Corporates Should Come Forward to Give Kashmiri Pandits Dignity of Living

Corporates Should Come Forward to Give Kashmiri Pandits Dignity of Living

Every year on January 19, Kashmiri Pandits routinely take out processions, sit on dharna and hold protest meetings demanding their honourable and secure return to the Valley. Media also cover these events ritualistically. Next day, it ceases to be a story or a matter of concern. Sadly, there is no Steven Spielberg to keep shocking our nation’s conscience by bringing alive their sufferings cinematically. Our filmmakers can only think of filming atrocities against Kashmiri Muslims but have no heart to tell the story of the exodus of Pandits.

Twenty-six years ago, Pandits left the Valley when JKLF and Hizbul Mujahideen threatened them to convert to Islam or leave. To lend credence to their threat, Pandits were selectively targeted and killed.

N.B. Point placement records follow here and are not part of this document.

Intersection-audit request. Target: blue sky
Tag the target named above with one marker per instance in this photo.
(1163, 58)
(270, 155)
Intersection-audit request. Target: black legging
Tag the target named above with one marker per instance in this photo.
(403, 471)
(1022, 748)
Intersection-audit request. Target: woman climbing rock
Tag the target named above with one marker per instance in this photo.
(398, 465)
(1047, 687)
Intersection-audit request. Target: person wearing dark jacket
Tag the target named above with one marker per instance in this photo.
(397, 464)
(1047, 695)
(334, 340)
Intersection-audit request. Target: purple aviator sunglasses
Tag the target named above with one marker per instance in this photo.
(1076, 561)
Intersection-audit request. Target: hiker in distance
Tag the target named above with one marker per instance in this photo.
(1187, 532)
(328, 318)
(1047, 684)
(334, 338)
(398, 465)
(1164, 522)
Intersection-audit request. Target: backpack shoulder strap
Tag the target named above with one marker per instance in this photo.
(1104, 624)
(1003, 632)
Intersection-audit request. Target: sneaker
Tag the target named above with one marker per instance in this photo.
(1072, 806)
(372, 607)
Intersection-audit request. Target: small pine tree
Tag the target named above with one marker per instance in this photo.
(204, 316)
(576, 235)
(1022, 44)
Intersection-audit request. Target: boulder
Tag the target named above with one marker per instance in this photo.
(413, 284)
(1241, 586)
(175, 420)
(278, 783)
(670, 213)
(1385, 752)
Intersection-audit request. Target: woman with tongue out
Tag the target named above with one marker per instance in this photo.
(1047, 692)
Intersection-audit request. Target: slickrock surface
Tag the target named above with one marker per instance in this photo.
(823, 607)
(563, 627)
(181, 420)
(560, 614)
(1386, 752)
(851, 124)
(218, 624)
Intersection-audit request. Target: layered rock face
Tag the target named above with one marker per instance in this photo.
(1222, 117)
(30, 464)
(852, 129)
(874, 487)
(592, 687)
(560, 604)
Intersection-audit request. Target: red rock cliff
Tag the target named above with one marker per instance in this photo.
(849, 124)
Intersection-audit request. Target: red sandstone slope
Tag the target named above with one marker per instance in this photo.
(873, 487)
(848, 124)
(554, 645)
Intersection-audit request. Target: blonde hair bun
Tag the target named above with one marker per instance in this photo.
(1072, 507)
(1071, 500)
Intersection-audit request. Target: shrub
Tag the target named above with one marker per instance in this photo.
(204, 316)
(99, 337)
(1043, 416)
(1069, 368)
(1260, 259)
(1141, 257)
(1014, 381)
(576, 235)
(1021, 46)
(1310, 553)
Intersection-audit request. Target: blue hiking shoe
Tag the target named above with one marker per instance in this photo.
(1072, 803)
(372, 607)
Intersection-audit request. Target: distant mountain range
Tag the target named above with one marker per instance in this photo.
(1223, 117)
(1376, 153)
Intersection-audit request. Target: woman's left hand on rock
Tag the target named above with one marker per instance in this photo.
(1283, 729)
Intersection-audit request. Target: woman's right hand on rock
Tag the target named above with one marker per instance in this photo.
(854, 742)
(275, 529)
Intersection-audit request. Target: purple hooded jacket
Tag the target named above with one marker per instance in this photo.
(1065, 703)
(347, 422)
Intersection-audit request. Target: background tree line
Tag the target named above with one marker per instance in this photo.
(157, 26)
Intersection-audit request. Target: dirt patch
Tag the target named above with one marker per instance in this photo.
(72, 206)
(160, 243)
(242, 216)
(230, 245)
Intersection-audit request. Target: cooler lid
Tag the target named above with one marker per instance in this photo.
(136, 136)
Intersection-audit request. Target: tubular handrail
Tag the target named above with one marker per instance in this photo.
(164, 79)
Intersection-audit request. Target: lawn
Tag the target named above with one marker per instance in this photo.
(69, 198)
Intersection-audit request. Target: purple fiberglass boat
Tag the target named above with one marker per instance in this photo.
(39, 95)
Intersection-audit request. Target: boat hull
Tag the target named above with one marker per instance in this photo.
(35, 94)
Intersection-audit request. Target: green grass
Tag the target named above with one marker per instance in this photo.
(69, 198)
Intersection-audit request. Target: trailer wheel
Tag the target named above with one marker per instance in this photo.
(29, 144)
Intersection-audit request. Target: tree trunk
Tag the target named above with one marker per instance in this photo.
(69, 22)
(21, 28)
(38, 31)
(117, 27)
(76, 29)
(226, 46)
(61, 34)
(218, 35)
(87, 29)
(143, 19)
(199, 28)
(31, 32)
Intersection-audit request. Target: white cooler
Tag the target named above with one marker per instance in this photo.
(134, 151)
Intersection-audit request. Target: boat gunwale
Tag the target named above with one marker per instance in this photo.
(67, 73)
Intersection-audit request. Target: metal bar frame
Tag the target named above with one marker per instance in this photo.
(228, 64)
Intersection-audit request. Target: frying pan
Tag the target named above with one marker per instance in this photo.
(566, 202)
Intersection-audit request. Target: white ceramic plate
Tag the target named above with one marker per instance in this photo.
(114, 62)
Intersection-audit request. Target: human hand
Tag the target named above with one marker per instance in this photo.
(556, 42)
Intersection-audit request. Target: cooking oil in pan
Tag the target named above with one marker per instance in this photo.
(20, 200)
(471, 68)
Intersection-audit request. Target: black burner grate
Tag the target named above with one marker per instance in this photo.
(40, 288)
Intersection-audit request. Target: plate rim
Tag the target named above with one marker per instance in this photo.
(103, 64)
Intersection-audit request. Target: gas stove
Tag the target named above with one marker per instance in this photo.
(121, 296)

Subsequently, men, women and children were massacred at regular intervals at Sangrampura (1997), Wandhama and Prankote (1998), Raghunath Temple (2002) and Nandimarg (2003). In Wandhama, 23 Kashmiri Pandits were butchered tellingly on the holiest night of Ramzan, coinciding with Shab-e-Qader. Over hundred Hindu shrines and temples were also destroyed.

As a result, virtually the entire population of Kashmiri Pandits were uprooted from the land of their ancestors. Today, there are no more than 2,700 to 3,400 Pandits living in the Valley, which is less than 1 per cent of their population in 1990. The majority who escaped the butchery have since been accommodated in nine camps in Jammu and 15 camps in Delhi, where they live amid squalor and unrelenting poverty. The unhygienic living conditions have caused their high death rate and low birth rate. A few who were blessed to be financially and educationally more stable escaped their religious persecution and are now reasonably well settled in other parts of India.

Whether one terms the displacement of Kashmiri Pandits an exodus or whether they were victim to genocide or ethnic cleansing is immaterial. It is also inconsequential how many Pandits (220, 650 or 3,400, claimed differently by different organisations) were killed or whether they were induced by Governor Jagmohan to leave. The fact is that almost an entire population of Kashmiri Hindus was uprooted from their land to avoid persecution at the hands of Muslim terrorist outfits. That brings us to the core issue, whether Pandits can ever return to the Valley and live there as before. The answer is no. It is easier for Farooq Abdullah to say that onus of returning is on Kashmiri Pandits, but let him think little less hypocritically. Will anyone like to go back when he hears of ISIS and Pakistani flags being unfurled and cheered by Islamic fanatics, when he witnesses daily incidents of Islamic terrorists fighting for merger of Kashmir with Pakistan, and overwhelming numbers of Muslim residents wanting independence? Is it fair to expect from Pandits that they muster courage to return to Kashmir, riding merely on promises to have them resettled honourably made by a few?

What should Kashmiri Pandits then do? Some favour giving them a separate homeland in the southern part of Kashmir. Others suggest that separate composite township be built to house them. Other demands like minority status, reservation in Assembly seats etc. are gettable, but their exclusivity will make them more ostracised and an object of more hatred by the Muslim majority. No political party is going to ever provide them a separate space or composite settlement in Kashmir for that will adversely affect their image of their alleged commitment to India’s pluralism, diversity and secularism. Since Pandits neither have numbers nor financial or political clout nor do they have a voice in the media to force the state and Central governments to rehabilitate them on their terms, it is time they thought of unorthodox ways to secure their future.

Kashmiri Pandits should understand that nostalgia of pre-1990 days will only make their existence more painful. Their hope lies only with big business houses who should be encouraged to come forward to adopt them and give them dignity of living. Surely their cause deserves better understanding than organising sports extravaganzas, sustaining corrupt political parties and multiplying their profits.